The two countries have been in talks about such a pact for several months. The deal was signed Thursday evening by U.S Ambassador John Bass and Turkish Foreign Ministry undersecretary Feridun Sinirlioglu, said Embassy spokesman Joe Wierichs. He gave no further details.
Sinirlioglu called the deal "an important step" in the strategic partnership between Turkey and the United States, according to Turkish state-run Anadolu Agency.
The Turkish government has said the training by U.S. and Turkish soldiers could begin as early as next month at a base in the central Anatolian city of Kirsehir, and involve hundreds of Syrian fighters in the first year. The U.S. has said the goal is to go after the Islamic State group, but Turkish officials have suggested that the trained rebels could also target the Syrian government of President Bashar Assad.
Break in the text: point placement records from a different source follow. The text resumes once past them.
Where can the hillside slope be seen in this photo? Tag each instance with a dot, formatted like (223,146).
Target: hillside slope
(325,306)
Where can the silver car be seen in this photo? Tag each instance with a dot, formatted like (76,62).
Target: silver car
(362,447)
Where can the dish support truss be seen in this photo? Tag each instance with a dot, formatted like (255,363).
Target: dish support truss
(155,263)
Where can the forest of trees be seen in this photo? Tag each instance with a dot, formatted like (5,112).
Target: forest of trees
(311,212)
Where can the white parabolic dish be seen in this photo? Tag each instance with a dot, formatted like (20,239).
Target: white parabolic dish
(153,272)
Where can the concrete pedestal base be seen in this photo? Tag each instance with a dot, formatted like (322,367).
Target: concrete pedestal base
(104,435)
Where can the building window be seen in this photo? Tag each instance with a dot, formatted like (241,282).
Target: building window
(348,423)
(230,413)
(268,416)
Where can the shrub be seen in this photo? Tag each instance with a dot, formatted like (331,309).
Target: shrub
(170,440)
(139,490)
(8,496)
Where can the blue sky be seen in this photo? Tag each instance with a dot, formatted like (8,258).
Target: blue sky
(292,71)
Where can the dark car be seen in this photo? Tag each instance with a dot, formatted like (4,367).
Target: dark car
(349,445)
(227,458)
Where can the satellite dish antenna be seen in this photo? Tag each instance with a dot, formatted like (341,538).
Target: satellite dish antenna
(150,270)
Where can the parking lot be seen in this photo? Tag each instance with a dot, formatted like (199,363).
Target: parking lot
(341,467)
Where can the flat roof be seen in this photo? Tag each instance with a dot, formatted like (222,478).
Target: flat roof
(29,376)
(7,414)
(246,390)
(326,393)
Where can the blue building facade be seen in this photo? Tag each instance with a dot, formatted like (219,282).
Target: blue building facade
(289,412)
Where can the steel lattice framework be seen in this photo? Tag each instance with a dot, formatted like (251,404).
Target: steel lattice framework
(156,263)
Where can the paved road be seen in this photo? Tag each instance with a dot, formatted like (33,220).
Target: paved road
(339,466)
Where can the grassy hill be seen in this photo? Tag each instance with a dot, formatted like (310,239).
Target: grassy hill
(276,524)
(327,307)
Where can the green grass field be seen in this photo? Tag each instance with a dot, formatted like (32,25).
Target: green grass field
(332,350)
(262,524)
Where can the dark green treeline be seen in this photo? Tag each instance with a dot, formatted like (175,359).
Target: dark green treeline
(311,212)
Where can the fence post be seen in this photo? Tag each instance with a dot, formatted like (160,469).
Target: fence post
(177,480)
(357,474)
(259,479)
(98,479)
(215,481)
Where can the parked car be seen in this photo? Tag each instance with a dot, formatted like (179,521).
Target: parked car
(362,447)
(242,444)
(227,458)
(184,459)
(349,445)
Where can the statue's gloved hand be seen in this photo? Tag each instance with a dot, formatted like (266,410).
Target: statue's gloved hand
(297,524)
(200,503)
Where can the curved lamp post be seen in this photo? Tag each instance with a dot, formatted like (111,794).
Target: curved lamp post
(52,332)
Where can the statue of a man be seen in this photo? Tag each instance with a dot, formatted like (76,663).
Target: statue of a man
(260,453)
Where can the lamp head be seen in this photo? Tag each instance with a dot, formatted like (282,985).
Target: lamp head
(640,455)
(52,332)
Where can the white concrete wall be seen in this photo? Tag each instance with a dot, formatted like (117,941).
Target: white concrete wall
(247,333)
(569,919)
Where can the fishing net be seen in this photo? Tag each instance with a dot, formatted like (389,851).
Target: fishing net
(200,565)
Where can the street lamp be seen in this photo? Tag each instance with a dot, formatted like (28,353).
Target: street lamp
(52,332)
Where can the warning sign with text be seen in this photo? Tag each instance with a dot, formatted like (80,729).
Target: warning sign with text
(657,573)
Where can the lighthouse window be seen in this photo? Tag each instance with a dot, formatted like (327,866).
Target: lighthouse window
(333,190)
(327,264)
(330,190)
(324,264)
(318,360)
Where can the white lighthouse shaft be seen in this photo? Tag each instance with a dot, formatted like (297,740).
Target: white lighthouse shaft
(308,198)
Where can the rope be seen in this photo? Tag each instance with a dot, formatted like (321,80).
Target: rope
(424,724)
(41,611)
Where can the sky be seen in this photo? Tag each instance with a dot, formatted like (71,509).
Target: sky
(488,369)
With its 750 mile border on Syria, Turkey is a key part of the U.S.-led coalition against the Islamic State group. But negotiations with the U.S. over what to do about the Islamic militants have been fraught with disagreement — with Turkey insisting that the coalition needs to also target the Assad government.
On Tuesday, Turkish Foreign Minister Mevlut Cavusoglu said in a press conference that Turkey expected that the trained rebels will also fight the Syrian regime. Turkey is already training Kurdish Peshmerga fighters in Northern Iraq, who have been battling Islamic State militants.
It is not clear who will decide which rebels will receive the training. U.S. and Turkish officials have not always been in agreement about which of the disparate rebel groups in Syria should be considered moderate.
On Wednesday, the U.S. Defense Department said that the U.S. has screened about 1,200 moderate Syrian rebels to participate in training in Turkey, Saudia Arabia and Qatar. The U.S. Congress passed legislation authorizing the training and providing $500 million for training about 5,000 rebels over the next year.
AP writer Suzan Fraser contributed from Ankara.